Она задумчиво хмурится.
– Так с ходу на ум не приходит. Хочешь повспоминаю?
Ее глаза блестят намерением. Она любит хорошую тему для исследования, повод для глубокого погружения.
В дверь «Вороны и кроны» заглядывают еще несколько клиентов. Ребекка тепло приветствует их, и я вспоминаю о своих обязанностях, которыми злостно пренебрегаю.
– Не нужно, – быстро говорю я.
– Правда, я не против. Все равно собиралась забыть эту историю, – с нетерпением говорит Джинни, показывая мне свою книгу. Я была права: это роман.
Книжные ведьмы обладают способностью запоминать все, что когда-либо читали, но для этого им приходится отказываться от других знаний. Как и все ремесла, их магия требует жертв. Если бы Джинни попыталась вспомнить, книга в ее руках медленно истончилась бы: чернила исчезали бы, пока все страницы не станут чистыми. Джинни также забыла бы все ее содержание. Она с надеждой смотрит на меня, желая попрактиковаться в своем ремесле. Но для этого нет никаких оснований, если учесть, что я, скорее всего, сама же и выдумала этого Короля, Что Внизу.
– Как-нибудь в другой раз, – шепчу я, пока Ребекка ведет покупателя в сторону подсобки.

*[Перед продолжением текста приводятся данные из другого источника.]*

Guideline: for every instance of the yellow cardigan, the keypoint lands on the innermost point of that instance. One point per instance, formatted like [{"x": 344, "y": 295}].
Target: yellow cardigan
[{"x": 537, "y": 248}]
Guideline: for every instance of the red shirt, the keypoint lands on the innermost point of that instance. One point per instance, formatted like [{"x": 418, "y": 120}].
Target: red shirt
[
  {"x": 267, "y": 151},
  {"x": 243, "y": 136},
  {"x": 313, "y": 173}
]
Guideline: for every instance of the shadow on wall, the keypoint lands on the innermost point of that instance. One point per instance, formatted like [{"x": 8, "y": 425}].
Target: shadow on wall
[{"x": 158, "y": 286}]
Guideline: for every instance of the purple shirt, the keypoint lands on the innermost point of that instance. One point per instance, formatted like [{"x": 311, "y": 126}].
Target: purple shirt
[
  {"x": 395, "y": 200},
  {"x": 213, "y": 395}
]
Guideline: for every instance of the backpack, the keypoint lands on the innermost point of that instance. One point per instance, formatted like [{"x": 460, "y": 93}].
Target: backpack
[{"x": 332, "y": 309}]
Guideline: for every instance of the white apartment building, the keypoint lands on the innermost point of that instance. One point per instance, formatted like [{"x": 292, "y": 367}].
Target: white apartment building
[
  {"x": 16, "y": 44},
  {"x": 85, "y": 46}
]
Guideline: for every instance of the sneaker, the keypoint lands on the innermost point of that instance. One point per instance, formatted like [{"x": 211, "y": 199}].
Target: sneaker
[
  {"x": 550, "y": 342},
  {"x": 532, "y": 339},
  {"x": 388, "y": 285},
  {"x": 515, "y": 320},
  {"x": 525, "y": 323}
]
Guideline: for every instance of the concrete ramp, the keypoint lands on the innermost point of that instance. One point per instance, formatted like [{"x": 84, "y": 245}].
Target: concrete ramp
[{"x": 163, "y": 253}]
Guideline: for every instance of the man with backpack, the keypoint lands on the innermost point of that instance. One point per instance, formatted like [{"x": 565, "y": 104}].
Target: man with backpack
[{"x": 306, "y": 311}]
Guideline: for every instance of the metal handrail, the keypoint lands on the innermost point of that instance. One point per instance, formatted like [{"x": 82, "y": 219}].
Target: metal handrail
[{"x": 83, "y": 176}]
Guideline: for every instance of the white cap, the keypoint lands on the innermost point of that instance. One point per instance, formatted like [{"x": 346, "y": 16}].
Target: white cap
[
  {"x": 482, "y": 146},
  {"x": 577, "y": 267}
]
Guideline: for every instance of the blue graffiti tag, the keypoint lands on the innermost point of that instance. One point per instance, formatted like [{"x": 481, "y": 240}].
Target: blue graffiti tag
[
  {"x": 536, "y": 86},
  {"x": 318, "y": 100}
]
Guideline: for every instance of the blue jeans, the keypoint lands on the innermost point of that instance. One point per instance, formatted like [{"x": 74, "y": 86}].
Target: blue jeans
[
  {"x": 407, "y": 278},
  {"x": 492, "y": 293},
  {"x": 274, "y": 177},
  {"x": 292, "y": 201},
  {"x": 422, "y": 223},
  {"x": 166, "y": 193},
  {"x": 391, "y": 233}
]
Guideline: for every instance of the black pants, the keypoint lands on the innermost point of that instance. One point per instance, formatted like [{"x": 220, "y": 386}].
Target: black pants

Джинни разочарованно хмурится. Ей нужен присмотр взрослой ведьмы, если она занимается магией такого уровня всего в пятнадцать лет. Я встаю из-за стола и помогаю Ребекке с кассой. Пожилая женщина держит несколько пакетов с куркумой.
– Она окрасит все, с чем соприкоснется, – предупреждаю я, кладя желтый порошок в коричневый пакет с тисненым логотипом магазина. – Но я рекомендую добавлять ее в хумус из тыквенных семечек. Отличная закуска для этого времени года. И для сердца полезно.
Она благодарно улыбается, прежде чем заплатить Ребекке.
– Ах, что бы я только ни отдала за фирменный вдохновляющий хумус из тыквенных семечек твоей мамы, – тоскливо тянет подруга. – У меня не было ни одной нормальной тренировки с тех пор, как закончилась последняя порция.
– Хочешь, приготовлю тебе немного? – предлагаю я. Мама обучала меня кухонной магии. Она считала, что все ведьмы должны знать основы этого ремесла, хотя ни одна из моих сестер никогда не проявляла к нему интереса.
– О! А тебе нетрудно? Я постеснялась просить, но было бы потрясающе, – весело отзывается она.
– Конечно, без проблем. – Ее энтузиазм меня веселит. – Мне все равно нечем заняться на этой неделе.
– Разве что дочитать «Смерть Артура», – влезает Джинни с укоризненным взглядом.
– Точно, – после паузы соглашаюсь я.
– И подготовиться ко дню рождения, – недовольно цыкает Ребекка.
– Знаешь, ты когда так делаешь, прям как бабушка, – сообщает Джинни матери.
Ребекка поджимает губы и становится поразительно похожа на дочь.
– Как Уинифред? – спрашиваю я, стараясь спрятать улыбку.
– Чудит, как всегда, – отмахивается Ребекка. – Хотя уверена, тебе бы она порадовалась. Почему ты не идешь на фестиваль?
Я качаю головой. Ипсвичский осенний фестиваль каждый год проводится на ферме Беннетов. С самого детства я исправно ходила туда с мамой.
– Не хочу. Слишком много воспоминаний. Вдобавок я все равно увижу твою маму на собрании ковена в субботу.
– Понимаю. – Ребекка снова грустно мне улыбается, а потом вдруг о чем-то вспоминает и на миг прикрывает глаза. – А, Кейт. Позвони сегодня сестре.
– Селесте? Зачем? Все хорошо?
Не нравится мне ее тревожный взгляд. Последнее, что я слышала о своей младшей сестре, – как она каталась на яхте у берегов Большого Каймана, выступая в роли личного астролога какого-то красавчика-актера. Очень приятного, по ее заверениям. На мгновение мне становится страшно: вдруг там какой-нибудь ураган прошел.
– Нет, не Селесте. Миранде.
– С чего бы? – уточняю я после паузы.
Ребекка в курсе, что мы со старшей сестрой никогда не были близки. Она вновь поджимает губы, но ее взгляд полон грусти.
– Сегодня ей придется тяжело. Я сама узнала от старших всего несколько часов назад: этой ночью умерла Маргарет Халливел.